The stomach can be a culprit as well. Stomach acids were designed to stay in the stomach. They were not designed to reflux up our esophagus and into our oral cavities. This problem is called Gastroesophageal Reflux Disease and is quite prevalent in our day and age. Too much acid touching the back of our throat can certainly leave us with bad breath. Other symptoms include a tickle in the throat, voice hoarseness, or chronic cough.
The list above is certainly not comprehensive. Other medical problems include pneumonia, diabetes, dry mouth, poorly fitting dental appliances, and others.
Okay – so now what? Well, it’s always helpful to talk with your dentist or doctor about your oral health and bad breath, but let’s give you a few tips for treatment before we sign off.
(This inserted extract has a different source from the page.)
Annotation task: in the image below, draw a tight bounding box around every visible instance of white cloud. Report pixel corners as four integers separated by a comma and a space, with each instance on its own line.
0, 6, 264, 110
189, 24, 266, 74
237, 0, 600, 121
First, take care of your mouth. I mentioned this earlier, but patients should be brushing their teeth at least twice daily, flossing daily, and using a mouth rinse. All of these get rid of harmful left over food and bacteria and promote excellent oral health. Don’t forget to brush your tongue! If you have dental appliances – follow your dentist’s recommendations for cleaning and care. See your dentist regularly for evaluations and cleanings.
Drink lots of water. Drink more water. Then, drink more water.
Avoid foods that you know give you problems – did I mention Jalapenos already?
Stop smoking if you can – consider prescriptive medicines to help you quit.
Consider your tonsils as a source. It’s what we do every day, but consider seeing and Ear, Nose, and Throat specialists to have your tonsils evaluated. If your tonsils are chronically inflamed, rinse them out with a WaterPik twice daily. Having your tonsils removed is a possible treatment option, too.
If your sinuses are bothering you – you guessed it – see an Ear, Nose, and Throat specialist. This is a real common problem for folks who live with it. Lots of folks live with chronic sinus symptoms for years without proper evaluation.
If it’s reflux – stop eating Extra Spicy Burritos. Okay, there’s more to it than that. There are actually many things you can do to help prevent stomach acid coming up into the throat. Lose weight, eat less at each meal, drink only milk and water as liquids, prop the head of your bed up 4-6 degrees at night, avoid eating meals right before going to bed and many more. Sometimes daily antacid medicines are needed to prevent bad breath.